If The Competitive Firm Depicted In This Diagram Produces Output Q It Will

In the long run we should expect. This preview has intentionally blurred sections.

8 2 How Perfectly Competitive Firms Make Output Decisions

If a firm is in a competitive market and produces at q2 its average costs will be ac2.

If the competitive firm depicted in this diagram produces output q it will. The diagrams portray short run equilibrium but not long run equilibrium. Earn a normal profit. Refer to the above diagram.

Earn an economic profit. Achieve productive efficiency but not allocative efficiency. In industries with high fixed costs it can be more efficient to have a monopoly than several small firms.

Refer to the above diagram. C the firms goal is to charge a high price and make a small profit rather than a low price and no profit. The diagrams portray long run equilibrium but not short run equilibrium.

Earn a normal profit. Refer to the above diagrams which pertain to a purely competitive firm producing output q and the industry in which it operates. Achieve productive efficiency but not allocative efficiency.

Earn an economic profit. If this competitive firm produces output q it will. If this competitive firm produces output q it will.

Achieve productive efficiency but not allocative efficiency. A purely competitive firm is precluded from making economic profits in the long run because. Suffer an economic loss.

Of unimpeded entry to the industry. Earn an economic profit. B what price will the firm charge to sell the output indicated in question a.

B although its average cost of production is lower when the firm produces q g units to be able to sell its output the firm will have to charge a price below average cost resulting in a loss. Earn a normal profit. Refer to the above diagrams which pertain to a purely competitive firm producing output q and the industry in which it operates.

D what is the firms total profit or loss at the profit maximizing or loss minimizing quantity. Refer to the above diagram. Demand is relatively elastic.

Suppose losses cause industry x to contract and as a result the prices of relevant inputs decline. 100 point if the competitive firm depicted in this diagram produces output q it will suffer an economic loss.

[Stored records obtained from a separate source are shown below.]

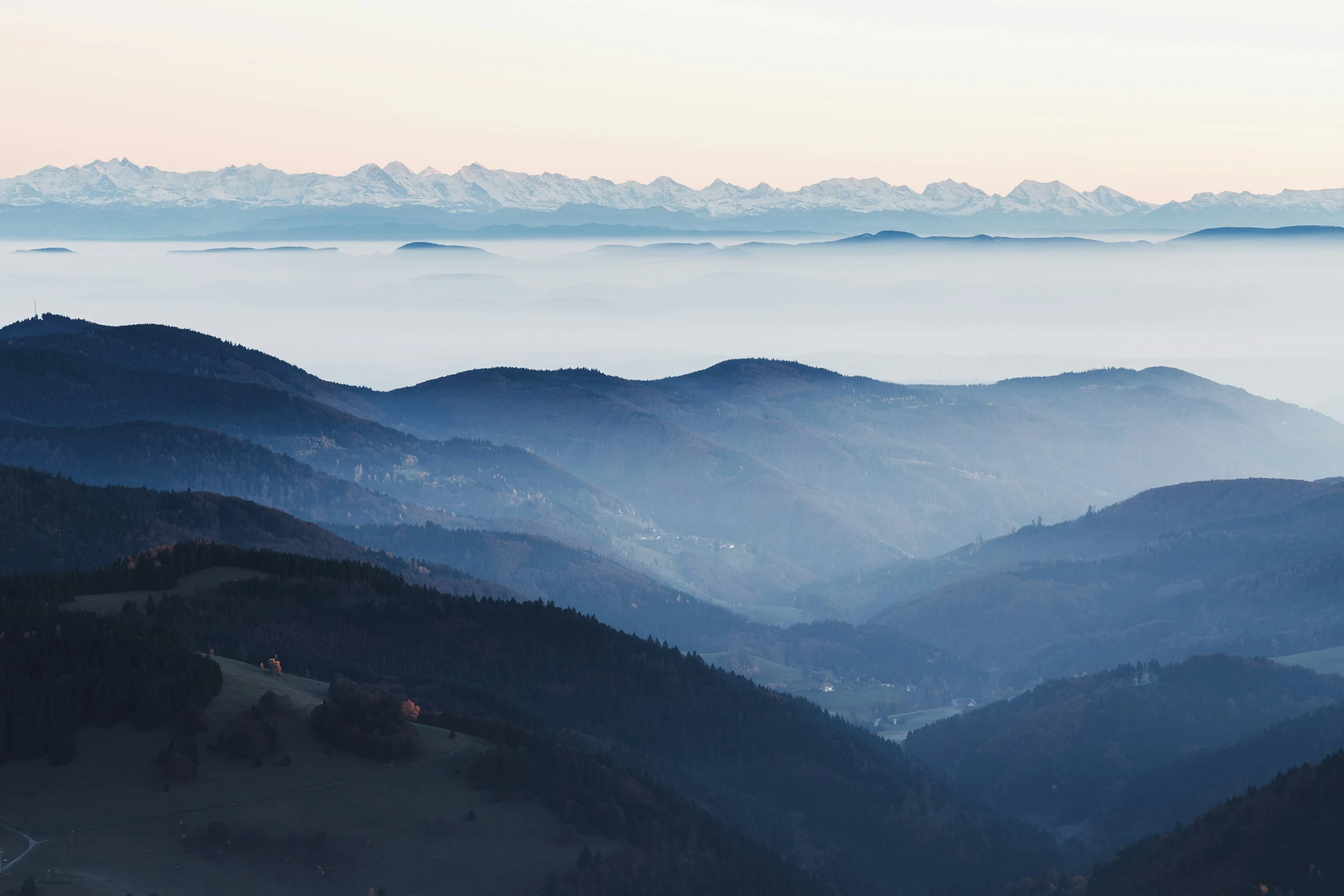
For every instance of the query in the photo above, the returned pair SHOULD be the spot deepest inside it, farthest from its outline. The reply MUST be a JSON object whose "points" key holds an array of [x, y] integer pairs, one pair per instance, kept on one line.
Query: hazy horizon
{"points": [[369, 316]]}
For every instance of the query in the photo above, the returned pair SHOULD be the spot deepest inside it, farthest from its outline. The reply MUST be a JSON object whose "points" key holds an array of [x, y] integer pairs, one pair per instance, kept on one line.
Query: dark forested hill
{"points": [[175, 459], [1264, 585], [918, 468], [628, 601], [170, 349], [764, 476], [547, 570], [1066, 751], [1285, 837], [50, 523], [1162, 798], [847, 805], [462, 476]]}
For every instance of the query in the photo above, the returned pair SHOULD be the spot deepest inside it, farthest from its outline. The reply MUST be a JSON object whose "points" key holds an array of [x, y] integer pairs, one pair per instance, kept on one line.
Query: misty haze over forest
{"points": [[902, 310]]}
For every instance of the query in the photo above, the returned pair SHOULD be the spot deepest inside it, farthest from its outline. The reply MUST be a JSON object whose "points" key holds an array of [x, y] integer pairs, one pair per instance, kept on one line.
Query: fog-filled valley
{"points": [[643, 562], [901, 310]]}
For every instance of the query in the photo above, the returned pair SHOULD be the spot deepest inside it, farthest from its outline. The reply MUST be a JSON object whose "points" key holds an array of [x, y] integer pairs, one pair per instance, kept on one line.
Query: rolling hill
{"points": [[1120, 528], [761, 476], [849, 806], [175, 459], [1262, 585], [49, 523], [1066, 752], [1283, 837]]}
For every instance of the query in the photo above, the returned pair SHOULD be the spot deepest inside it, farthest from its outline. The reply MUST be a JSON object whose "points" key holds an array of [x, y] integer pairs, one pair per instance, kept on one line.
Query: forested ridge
{"points": [[49, 524], [1179, 793], [41, 386], [1068, 750], [1258, 586], [170, 457], [634, 602], [61, 671], [1280, 839], [832, 798]]}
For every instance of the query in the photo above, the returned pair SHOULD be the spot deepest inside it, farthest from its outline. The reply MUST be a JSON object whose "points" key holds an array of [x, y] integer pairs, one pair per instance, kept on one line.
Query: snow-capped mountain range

Refer to the diagram.

Suffer an economic loss. For a profit maximizing firm in a perfectly competitive. If the competitive firm depicted in this diagram produces output q it will a.

Firms tot leave the industry market supply to fall and product price to rise. C what is the total cost to produce the profit maximizing or loss minimizing quantity. A monopoly can increase output to q1 and benefit from lower long run average costs ac1.

Sign up to view the full version. E the monopolistically competitive firm depicted in the diagram is. Market it will choose the output where price is equal to marginal cost.

Pmrar only true in perfectly competitive market 2 condition for profit maximization is mrmc true in any type of market 3 combine these two results together. The diagrams portray both long run and short run equilibrium.